According to an excerpt on Lexis Nexis:
While [Officer] Connor radioed for backup, Graham, his condition worsening, got out of the car and ran around it twice. Graham then stopped, sat down on the curb, and passed out. He awoke to find himself handcuffed and lying face down on the ground.

In the meantime, four other Charlotte police officers arrived at the scene. One officer remarked, "I've seen a lot of people with sugar diabetes that never acted like this. Ain't nothing wrong with the motherfucker but drunk. Lock the son-of-a-bitch up."
 When Graham woke up, according to the Washington Post,
Backup officers [had] arrived, told Graham to shut up and rammed his head into a patrol car while throwing him in the back of it.

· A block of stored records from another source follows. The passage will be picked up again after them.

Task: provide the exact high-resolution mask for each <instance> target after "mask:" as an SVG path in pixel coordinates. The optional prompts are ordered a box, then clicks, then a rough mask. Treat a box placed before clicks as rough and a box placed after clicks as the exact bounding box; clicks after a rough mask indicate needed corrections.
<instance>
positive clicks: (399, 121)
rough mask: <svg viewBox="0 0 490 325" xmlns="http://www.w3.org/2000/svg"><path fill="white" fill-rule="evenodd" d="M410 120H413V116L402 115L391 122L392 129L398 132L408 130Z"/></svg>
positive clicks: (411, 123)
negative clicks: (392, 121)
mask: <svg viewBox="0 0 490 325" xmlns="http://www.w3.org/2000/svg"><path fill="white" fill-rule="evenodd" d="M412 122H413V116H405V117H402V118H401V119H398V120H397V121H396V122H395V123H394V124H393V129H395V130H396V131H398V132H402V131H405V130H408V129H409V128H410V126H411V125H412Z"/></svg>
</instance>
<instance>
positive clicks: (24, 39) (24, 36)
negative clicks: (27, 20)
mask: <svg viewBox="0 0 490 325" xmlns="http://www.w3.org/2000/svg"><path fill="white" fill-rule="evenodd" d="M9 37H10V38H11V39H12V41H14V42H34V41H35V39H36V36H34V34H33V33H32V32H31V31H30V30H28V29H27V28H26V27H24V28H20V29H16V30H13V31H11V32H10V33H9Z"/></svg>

Graham sustained minor injuries and argued that the officer’s use of force was excessive.
More detail is provided in this write up from the sociology department at the University of Minnesota:
[After Graham passed out] several officers then lifted Graham up from behind, carried him over to Berry’s car, and placed him face down on its hood. Regaining consciousness, Graham asked the officers to check in his wallet for a diabetic decal that he carried. In response, one of the officers told him to “shut up” and shoved his face down against the hood of the car. Four officers grabbed Graham and threw him headfirst into the police car. A friend of Graham’s brought some orange juice to the car, but the officers refused to let him have it. Finally, Officer Connor received a report that Graham had done nothing wrong at the convenience store, and the officers drove him home and released him.
I wonder what would have happened if a 60-year-old white woman had been the one who behaved as Graham did -- going into and out of a convenience store quickly. She wouldn't have been stopped in the first place, of course, but let's say she was. When she passed out on the curb, they would have called an ambulance, right? Not beaten her head against the car door. Not assumed she was drunk when there was no smell of alcohol.

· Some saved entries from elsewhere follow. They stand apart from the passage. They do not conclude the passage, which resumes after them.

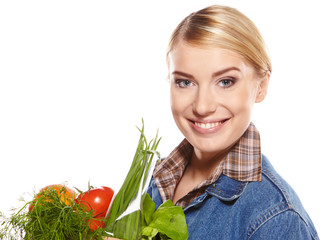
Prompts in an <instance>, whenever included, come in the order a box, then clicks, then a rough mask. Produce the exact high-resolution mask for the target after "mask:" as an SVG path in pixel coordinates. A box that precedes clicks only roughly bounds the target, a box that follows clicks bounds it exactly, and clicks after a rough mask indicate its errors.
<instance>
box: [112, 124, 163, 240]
mask: <svg viewBox="0 0 328 240" xmlns="http://www.w3.org/2000/svg"><path fill="white" fill-rule="evenodd" d="M138 129H139V128H138ZM139 131H140V138H139V142H138V146H137V150H136V152H135V155H134V158H133V161H132V164H131V167H130V170H129V172H128V174H127V176H126V178H125V180H124V182H123V184H122V186H121V188H120V190H119V191H118V193H117V195H116V196H115V199H114V200H113V203H112V206H111V208H110V210H109V213H108V214H107V216H106V225H107V226H106V231H108V232H110V233H113V236H114V237H117V238H122V239H137V238H138V236H139V235H140V231H141V217H140V214H139V213H134V214H132V215H131V214H130V215H127V216H126V217H123V218H121V216H122V214H123V213H124V211H125V210H126V209H127V208H128V207H129V205H130V204H131V202H132V201H134V200H135V199H136V198H137V196H138V194H140V192H142V190H143V189H144V188H145V184H146V179H147V176H148V171H149V168H150V166H151V164H152V161H153V157H154V155H157V156H158V157H159V153H158V152H156V149H157V147H158V144H159V142H160V139H159V138H158V134H157V135H156V137H155V138H154V139H152V140H151V141H150V142H149V143H148V142H147V140H146V137H145V135H144V122H143V121H142V128H141V129H139ZM119 218H120V219H119ZM132 232H134V233H132Z"/></svg>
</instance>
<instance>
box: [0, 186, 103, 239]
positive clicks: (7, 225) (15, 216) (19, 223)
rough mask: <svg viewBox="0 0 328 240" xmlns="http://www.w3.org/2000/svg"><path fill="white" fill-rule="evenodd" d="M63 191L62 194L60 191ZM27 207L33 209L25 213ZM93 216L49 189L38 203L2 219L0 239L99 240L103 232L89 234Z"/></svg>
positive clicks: (24, 208) (73, 203)
mask: <svg viewBox="0 0 328 240" xmlns="http://www.w3.org/2000/svg"><path fill="white" fill-rule="evenodd" d="M63 191H64V190H63ZM30 204H33V205H34V207H33V209H32V210H30V211H29V210H28V207H29V205H30ZM91 219H92V212H91V211H89V212H86V211H85V209H82V208H81V207H80V206H79V205H78V204H77V203H75V202H74V201H73V200H71V201H70V202H67V201H63V199H61V193H60V192H57V191H56V190H54V189H52V188H49V189H48V190H45V191H44V192H42V196H41V197H40V198H38V199H37V200H34V201H31V202H27V203H25V205H24V206H23V207H22V208H21V209H19V210H18V211H17V212H16V213H14V214H12V215H11V217H10V218H5V217H4V216H3V215H1V220H0V222H1V226H2V228H1V229H0V239H8V240H9V239H27V240H30V239H33V240H66V239H71V240H82V239H83V240H84V239H102V232H103V230H102V229H98V230H95V231H93V232H91V231H90V228H89V224H88V222H89V221H90V220H91Z"/></svg>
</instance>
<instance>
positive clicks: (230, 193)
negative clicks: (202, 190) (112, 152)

Race (and gender and size of the suspect) all play into what the police and courts call "the totality of the circumstances." Which gives the police license to do just about anything they feel like in the heat of the moment.


Note: It was tough finding proof that Dethorne Graham, who died in the year 2000, was black. I finally turned up this article from the St. Louis Post-Dispatch (of all media outlets, ironically), reprinted in the Elyria Chronicle Telegram (Ohio). In addition to affirming that Graham was, indeed, black, the editorial says:
Graham, who is black, says police handcuffed and beat him, then dumped him in his yard. He was never charged with any crime but he did suffer a broken foot, cuts and bruises on his wrists and face, and a shoulder injury and possible hearing damage.

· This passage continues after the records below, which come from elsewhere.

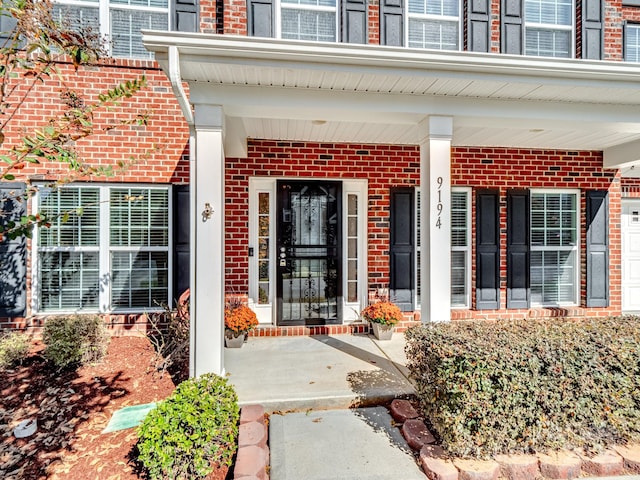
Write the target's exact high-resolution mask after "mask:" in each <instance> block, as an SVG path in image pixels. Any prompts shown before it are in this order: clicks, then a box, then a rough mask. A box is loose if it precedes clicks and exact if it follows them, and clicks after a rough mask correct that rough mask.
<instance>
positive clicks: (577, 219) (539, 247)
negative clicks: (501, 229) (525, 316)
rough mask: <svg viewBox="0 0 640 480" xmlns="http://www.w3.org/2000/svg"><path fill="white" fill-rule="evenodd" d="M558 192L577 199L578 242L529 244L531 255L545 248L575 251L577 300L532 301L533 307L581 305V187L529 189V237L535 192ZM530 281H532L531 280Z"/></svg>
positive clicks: (533, 307)
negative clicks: (576, 188) (580, 280)
mask: <svg viewBox="0 0 640 480" xmlns="http://www.w3.org/2000/svg"><path fill="white" fill-rule="evenodd" d="M540 193H541V194H556V195H562V194H571V195H575V199H576V218H575V222H576V223H575V229H576V244H575V245H572V246H570V247H560V246H558V247H554V246H535V247H534V245H532V244H531V241H530V242H529V244H530V246H529V256H531V254H532V253H533V252H534V251H544V250H553V251H564V252H575V258H576V264H575V269H574V270H575V271H574V279H573V283H574V293H573V295H574V298H575V300H576V301H575V302H558V303H553V304H551V303H549V304H546V303H535V302H533V301H532V302H531V307H532V308H538V307H542V308H548V307H565V306H576V305H580V286H581V283H580V273H581V268H582V262H581V250H580V249H581V243H580V239H581V237H582V232H581V223H582V222H581V221H580V218H581V217H582V212H581V195H580V190H579V189H575V188H531V189H529V226H528V230H529V237H531V227H532V225H531V222H532V219H531V197H532V196H533V195H534V194H540ZM531 268H532V267H531V261H529V272H528V275H529V278H531ZM529 283H531V282H530V281H529Z"/></svg>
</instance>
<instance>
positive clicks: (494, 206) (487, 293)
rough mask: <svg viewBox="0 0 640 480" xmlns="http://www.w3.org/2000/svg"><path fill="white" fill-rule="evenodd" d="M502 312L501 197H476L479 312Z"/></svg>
mask: <svg viewBox="0 0 640 480" xmlns="http://www.w3.org/2000/svg"><path fill="white" fill-rule="evenodd" d="M498 308H500V194H499V191H498V190H478V192H477V193H476V309H477V310H486V309H498Z"/></svg>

In his suit, Graham claimed the police used excessive force and violated his Fourth Amendment rights. But a judge ruled he could recover damages only if police had acted "maliciously and sadistically."….

Most other appeals courts already would require Graham to prove only that unreasonable force was used, not that police were malicious or sadistic. The lesser standard is objective and easier to prove than probing someone's motives to find malice and sadism. Clearly, the injuries inflicted on Graham when he had committed no crime were excessive. He should have to prove no more than that.
"Clearly, the injuries inflicted on Graham when he had committed no crime were excessive."

That's the standard we need to remember. And yet Dethorne Graham never got justice from our court system. I hope Mike Brown and his family are treated better.